Al concluir su peregrinación a Santiago de Compostela, Miguel de Unamuno exclamó: «El sepulcro de Santiago lo es de toda España, pero quizá repose en él Prisciliano, el gnóstico gallego, obispo de Ávila, que en el siglo IV mezcló el paganismo de sus paisanos con las doctrinas cristianas». La muerte de Prisciliano, como señala una vez más Dragó, supone el nacimiento de una sociedad secreta, la del priscilianismo, que además de fundar la España Mágica ha conseguido que, durante siglos, se veneren secretamente los restos mutilados y decapitados de un gnóstico incomparable. No hay que olvidar que los caballeros de la Orden del Temple fueron declarados protectores de la ruta que hoy conocemos como Camino de Santiago.

Además de los nexos evidentes con el Camino de Santiago, los vínculos entre el priscilianismo nacido en el siglo IV, coincidiendo históricamente con la expansión del culto de Mani en Persia, y el catarismo de claro signo gnóstico (especialmente antinatalista) de los siglos XII y XIII, finalmente destruido por la Iglesia Católica en «Cruzada albigense» que culminaría con la masacre del Castillo de Montségur en 1244, resultan evidentes cuando se examina la figura de la Dama tal y como la trabajaron los druidas, los trovadores y los cátaros, respectivamente.

Esos «minnesängers» que, como Wolfram von Eschenbach y demás trovadores que incluyen a los célebres «fedeli d’Amore» encabezados por Dante Alighieri, encontrarían en la España Mágica de Prisciliano y su impronta céltica un claro antecedente.

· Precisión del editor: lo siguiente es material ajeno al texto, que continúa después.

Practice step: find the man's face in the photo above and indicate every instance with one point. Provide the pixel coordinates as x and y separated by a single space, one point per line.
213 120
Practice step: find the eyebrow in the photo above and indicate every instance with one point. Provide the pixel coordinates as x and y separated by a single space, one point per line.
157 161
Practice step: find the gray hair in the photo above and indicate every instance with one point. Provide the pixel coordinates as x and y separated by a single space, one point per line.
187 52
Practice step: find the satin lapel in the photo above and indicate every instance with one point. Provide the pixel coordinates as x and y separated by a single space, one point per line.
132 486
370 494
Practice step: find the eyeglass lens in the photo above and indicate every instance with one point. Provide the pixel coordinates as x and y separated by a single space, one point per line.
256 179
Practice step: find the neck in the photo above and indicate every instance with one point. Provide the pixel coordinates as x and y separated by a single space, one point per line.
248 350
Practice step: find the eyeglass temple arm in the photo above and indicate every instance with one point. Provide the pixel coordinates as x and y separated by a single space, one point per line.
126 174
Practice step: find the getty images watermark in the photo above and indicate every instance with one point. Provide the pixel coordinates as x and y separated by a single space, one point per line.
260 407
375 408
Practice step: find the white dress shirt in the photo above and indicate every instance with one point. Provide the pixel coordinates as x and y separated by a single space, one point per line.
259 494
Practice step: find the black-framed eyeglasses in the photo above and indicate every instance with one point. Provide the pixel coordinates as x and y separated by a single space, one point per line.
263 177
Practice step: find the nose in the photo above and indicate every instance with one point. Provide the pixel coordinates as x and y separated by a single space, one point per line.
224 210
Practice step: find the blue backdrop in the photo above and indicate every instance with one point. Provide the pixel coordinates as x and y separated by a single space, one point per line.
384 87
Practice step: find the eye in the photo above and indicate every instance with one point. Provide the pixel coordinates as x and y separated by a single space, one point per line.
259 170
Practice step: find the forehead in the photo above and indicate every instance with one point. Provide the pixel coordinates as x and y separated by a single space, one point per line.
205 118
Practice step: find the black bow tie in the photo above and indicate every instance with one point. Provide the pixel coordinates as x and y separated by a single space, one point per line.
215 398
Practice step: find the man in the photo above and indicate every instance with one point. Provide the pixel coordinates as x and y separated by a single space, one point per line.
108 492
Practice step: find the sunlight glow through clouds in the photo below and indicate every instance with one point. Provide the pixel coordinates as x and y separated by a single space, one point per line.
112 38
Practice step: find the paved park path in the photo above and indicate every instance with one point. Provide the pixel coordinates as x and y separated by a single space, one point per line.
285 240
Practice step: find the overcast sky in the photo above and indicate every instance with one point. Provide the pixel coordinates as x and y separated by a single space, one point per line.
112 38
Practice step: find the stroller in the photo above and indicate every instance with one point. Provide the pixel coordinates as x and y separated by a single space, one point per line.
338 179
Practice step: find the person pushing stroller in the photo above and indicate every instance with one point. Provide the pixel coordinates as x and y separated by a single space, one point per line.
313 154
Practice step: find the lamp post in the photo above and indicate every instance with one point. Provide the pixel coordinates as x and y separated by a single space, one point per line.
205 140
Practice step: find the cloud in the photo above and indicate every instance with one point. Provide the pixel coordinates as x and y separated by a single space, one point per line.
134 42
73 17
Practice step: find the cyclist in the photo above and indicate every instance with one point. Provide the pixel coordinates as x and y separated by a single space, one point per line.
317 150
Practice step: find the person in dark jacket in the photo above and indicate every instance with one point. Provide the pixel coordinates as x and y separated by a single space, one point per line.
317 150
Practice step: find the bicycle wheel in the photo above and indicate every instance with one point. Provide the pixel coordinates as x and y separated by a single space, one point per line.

En palabras de Otto Rahn: «La teogonía celtíbera parece haber sido dualista, la teogonía céltica lo era. Recién con la dominación romana se convirtió en politeísta, manteniéndose aún bajo su forma original durante varios más en los valles recónditos, inaccesibles y en las alturas de los Pirineos». En esos valles se mantuvo viva la llama del priscilanismo hasta su desaparición a finales del siglo VI. Acerca de lo que sucediera después con este culto mistérico, hoy sólo podemos guardar silencio.